The OneCollector backend rejected every batch with
`{"acc":0,"efi":{"InvalidEventFormat":"all"}}`. A live probe against
the production ingest narrowed the cause to two fields in the
envelope that are **not** part of the documented CS 4.0 extension
slots — either field on its own is enough to flip the whole batch
from `acc:1` to `InvalidEventFormat: all`:

| envelope field | CS 4.0 status |

|-----------------------|--------------------------------------------------------------|
| `ext.os.release` | not documented (`ext.os` keys: `name`, `ver`,
`bootId`) |
| `ext.app.initTs` | not documented (`ext.app` keys: `name`, `ver`,
`id`, `iid`, `expId`, `userId`, `sesId`, `env`, `asId`, `locale`, `tz`)
|

`ext.app.initTs` is rejected for every value type (float, int, ISO
8601 string), so this is the **field name** being unknown to the
schema, not a type mismatch.

The previous `acc:1` validation in #456 happened to use a minimal
envelope (no `ext`), so the bad fields never reached the wire.

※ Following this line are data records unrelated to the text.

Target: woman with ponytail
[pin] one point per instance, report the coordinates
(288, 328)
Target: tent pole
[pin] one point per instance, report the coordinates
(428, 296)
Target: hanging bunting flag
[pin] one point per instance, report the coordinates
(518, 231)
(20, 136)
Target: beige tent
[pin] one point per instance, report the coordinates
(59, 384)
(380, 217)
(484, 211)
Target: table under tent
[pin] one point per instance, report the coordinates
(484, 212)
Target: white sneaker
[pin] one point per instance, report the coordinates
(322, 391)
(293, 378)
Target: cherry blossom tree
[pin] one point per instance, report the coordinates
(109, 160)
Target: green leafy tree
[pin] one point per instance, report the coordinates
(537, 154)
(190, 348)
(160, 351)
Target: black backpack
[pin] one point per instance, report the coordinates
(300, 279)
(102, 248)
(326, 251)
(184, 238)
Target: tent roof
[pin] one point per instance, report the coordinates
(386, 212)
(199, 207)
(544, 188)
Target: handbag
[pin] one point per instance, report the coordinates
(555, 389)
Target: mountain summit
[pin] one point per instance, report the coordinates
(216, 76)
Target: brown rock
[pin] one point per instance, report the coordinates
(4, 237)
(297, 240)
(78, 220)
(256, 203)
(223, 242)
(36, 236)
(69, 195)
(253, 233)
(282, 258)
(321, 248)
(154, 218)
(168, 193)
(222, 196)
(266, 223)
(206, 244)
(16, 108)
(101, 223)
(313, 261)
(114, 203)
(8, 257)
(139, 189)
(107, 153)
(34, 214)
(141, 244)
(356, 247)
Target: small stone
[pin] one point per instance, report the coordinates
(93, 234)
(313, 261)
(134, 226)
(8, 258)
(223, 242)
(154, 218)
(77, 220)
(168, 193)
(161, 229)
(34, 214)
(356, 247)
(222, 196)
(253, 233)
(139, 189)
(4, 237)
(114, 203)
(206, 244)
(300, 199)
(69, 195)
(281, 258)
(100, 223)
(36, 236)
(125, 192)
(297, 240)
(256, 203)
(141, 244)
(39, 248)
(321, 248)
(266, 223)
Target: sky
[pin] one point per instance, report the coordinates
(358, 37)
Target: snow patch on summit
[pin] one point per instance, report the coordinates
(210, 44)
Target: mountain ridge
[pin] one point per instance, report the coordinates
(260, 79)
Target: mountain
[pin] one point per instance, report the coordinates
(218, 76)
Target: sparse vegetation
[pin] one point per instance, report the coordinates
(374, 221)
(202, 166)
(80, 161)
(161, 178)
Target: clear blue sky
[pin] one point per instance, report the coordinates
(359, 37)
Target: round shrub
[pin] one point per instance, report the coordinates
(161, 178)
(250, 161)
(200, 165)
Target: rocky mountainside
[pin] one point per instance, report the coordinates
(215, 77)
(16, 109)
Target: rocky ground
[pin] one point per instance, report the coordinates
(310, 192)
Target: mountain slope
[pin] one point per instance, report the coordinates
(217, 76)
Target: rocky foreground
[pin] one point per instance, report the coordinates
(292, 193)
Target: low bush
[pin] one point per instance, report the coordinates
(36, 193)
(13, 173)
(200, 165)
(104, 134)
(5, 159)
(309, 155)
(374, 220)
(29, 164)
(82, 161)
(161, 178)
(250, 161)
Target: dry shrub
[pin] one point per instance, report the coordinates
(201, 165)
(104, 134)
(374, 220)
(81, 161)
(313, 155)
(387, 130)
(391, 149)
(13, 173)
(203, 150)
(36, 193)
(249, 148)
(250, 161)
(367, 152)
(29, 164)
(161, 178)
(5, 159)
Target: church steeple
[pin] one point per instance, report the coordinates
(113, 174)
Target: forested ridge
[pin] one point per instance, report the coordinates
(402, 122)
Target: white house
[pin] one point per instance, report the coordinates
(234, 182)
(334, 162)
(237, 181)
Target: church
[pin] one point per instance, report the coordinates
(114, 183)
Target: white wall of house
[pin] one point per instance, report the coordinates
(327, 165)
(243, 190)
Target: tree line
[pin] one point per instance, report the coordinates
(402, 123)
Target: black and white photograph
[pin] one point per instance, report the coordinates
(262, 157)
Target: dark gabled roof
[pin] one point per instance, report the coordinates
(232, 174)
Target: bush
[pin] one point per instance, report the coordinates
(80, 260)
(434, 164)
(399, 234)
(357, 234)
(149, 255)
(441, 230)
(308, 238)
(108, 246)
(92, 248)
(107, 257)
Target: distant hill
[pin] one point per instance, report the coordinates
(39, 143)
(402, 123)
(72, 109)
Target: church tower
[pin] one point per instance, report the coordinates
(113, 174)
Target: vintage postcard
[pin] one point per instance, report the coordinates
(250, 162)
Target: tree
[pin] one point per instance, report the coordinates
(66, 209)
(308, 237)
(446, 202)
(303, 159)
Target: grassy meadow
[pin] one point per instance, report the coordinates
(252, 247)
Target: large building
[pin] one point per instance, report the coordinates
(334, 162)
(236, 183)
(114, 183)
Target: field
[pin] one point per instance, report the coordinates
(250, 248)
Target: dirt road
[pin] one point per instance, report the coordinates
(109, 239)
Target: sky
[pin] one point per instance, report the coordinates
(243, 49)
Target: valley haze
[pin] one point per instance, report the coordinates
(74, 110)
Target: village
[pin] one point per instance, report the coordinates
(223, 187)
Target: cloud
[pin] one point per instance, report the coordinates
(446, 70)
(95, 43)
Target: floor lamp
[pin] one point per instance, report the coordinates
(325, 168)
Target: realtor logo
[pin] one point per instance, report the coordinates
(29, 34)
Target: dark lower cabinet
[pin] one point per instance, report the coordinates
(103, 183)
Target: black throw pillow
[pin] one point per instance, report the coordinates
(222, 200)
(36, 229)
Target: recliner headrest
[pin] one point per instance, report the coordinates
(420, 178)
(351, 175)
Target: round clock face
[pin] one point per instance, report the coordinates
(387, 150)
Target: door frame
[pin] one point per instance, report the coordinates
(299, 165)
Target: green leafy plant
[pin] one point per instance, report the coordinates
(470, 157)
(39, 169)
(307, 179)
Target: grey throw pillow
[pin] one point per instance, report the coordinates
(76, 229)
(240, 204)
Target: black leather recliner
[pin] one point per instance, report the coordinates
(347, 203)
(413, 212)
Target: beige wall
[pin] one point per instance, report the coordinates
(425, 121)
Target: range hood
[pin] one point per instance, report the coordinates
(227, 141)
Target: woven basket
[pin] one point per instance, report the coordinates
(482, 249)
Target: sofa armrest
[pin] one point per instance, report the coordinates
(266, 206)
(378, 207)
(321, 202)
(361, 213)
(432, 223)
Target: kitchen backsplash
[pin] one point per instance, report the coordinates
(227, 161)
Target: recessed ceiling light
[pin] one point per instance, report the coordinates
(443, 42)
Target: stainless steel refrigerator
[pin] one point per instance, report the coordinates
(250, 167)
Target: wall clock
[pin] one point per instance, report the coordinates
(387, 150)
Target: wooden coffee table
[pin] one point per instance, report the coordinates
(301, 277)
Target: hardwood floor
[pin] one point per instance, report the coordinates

The
existing unit tests asserted the envelope shape but never validated
it against the live backend, so the regression slipped through.

## Fix

- `_resource_to_ext()` no longer maps `os.release → ext.os.release`
  or `initTs → ext.app.initTs`.
- `_build_resource()` no longer puts those attributes in the
  Resource at all; the `_init_ts` instance attribute is dropped too
  (it was only read by the now-removed mapping).
- The "translates resource to ext" unit test is updated to assert
the trimmed envelope, plus a new
`test_export_omits_undocumented_cs40_ext_fields`
  fails fast if anyone re-introduces either mapping.

## Probe log (production ingest, masked)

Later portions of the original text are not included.